Worship reform needs to begin with knowledgeable lay leaders working in partnership with rabbis and cantors. We need to encourage our lay leadership, ritual committees, and clergy to experience a variety of worship models by visiting other congregations. Ongoing dialogue about issues of prayer and worship needs to be encouraged among congregational board members, professionals and members of ritual committees.
We also recognize that the ability of congregants to participate fully in the worship service is enhanced by a basic knowledge of Hebrew and the use of participatory, warm and accessible music.

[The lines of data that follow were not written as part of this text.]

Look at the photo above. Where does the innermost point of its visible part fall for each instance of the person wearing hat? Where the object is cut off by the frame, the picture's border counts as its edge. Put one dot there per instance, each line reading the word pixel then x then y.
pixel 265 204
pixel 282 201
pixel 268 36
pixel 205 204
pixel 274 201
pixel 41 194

THEREFORE , in order to make worship and prayer more meaningful experiences for Reform Jews, the Union of American Hebrew Congregations calls upon each of our congregations to:
Undertake an in-depth evaluation of worship in the congregation,
- Devoting a major segment of two or more upcoming board meetings to discussing a worship agenda for the congregation;
Encouraging the lay leadership, the ritual committee and the congregational clergy to undertake a serious evaluation of worship in the
- Visiting, wherever possible, two or more other congregations to observe different worship models;
- Studying the history and development of Jewish liturgical music with the cantor or other Jewish music professional with the goal of working together to ensure vibrant, spiritual, inspiring and community building music in keeping with the traditions and aspirations of the Jewish people and the individual synagogue;
- Studying the prayer and worship experiences at UAHC camps and at NFTY and synagogue youth programs;
- Examining and, where appropriate, restructuring the congregation's Ritual/Religious Practice/Religious Living Committee using guidelines prepared by the UAHC.

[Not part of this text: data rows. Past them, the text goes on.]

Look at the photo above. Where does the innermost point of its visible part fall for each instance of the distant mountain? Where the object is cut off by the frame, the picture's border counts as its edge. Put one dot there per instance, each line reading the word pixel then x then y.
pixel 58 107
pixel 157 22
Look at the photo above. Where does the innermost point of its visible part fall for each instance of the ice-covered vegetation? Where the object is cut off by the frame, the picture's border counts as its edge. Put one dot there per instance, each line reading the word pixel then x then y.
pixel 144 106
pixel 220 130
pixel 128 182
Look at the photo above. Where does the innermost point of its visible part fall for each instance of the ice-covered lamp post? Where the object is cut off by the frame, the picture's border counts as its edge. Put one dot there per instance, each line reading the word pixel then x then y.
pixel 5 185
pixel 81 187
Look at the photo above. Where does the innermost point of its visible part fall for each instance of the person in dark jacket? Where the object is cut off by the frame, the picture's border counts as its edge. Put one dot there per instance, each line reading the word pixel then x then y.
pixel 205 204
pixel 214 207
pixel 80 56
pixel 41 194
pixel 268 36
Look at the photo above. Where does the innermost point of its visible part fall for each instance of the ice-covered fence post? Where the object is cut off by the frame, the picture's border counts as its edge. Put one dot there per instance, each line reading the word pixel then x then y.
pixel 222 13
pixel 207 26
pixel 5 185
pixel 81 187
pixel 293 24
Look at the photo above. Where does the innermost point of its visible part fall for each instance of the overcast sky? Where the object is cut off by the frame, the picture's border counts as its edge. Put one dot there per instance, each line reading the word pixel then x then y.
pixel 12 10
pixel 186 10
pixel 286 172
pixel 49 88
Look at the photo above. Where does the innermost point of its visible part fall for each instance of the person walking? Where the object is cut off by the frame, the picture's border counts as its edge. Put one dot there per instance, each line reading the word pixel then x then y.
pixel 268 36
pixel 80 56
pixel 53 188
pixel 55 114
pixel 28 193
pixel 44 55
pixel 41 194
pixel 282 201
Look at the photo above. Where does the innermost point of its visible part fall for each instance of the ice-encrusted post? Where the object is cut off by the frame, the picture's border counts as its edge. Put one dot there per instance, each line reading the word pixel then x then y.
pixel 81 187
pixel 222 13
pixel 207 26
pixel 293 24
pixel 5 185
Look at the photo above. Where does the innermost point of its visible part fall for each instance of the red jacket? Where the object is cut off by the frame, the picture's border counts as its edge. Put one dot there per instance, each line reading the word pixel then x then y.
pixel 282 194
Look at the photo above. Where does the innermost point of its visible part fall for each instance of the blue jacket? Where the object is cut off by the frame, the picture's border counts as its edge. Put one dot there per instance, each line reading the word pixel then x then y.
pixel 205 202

- Participate in iWorship, a Movement-wide, on-line dialogue on prayer and worship experiences;
- Undertake programs encouraging adult congregants to acquire fundamental reading skills in Hebrew, using Hebrew language primers that have been developed by the Union;
- Urge the Union to provide small congregations that lack a rabbi and/or cantor with necessary materials and training sessions to enable them to enhance their worship experience;
- Urge the Hebrew Union College-Jewish Institute of Religion, the Central Conference of American Rabbis and the American Conference of Cantors to join with the Union in sponsoring retreats for rabbis and cantors to examine different models of worship and help them develop the scholarly and professional dimensions of worship.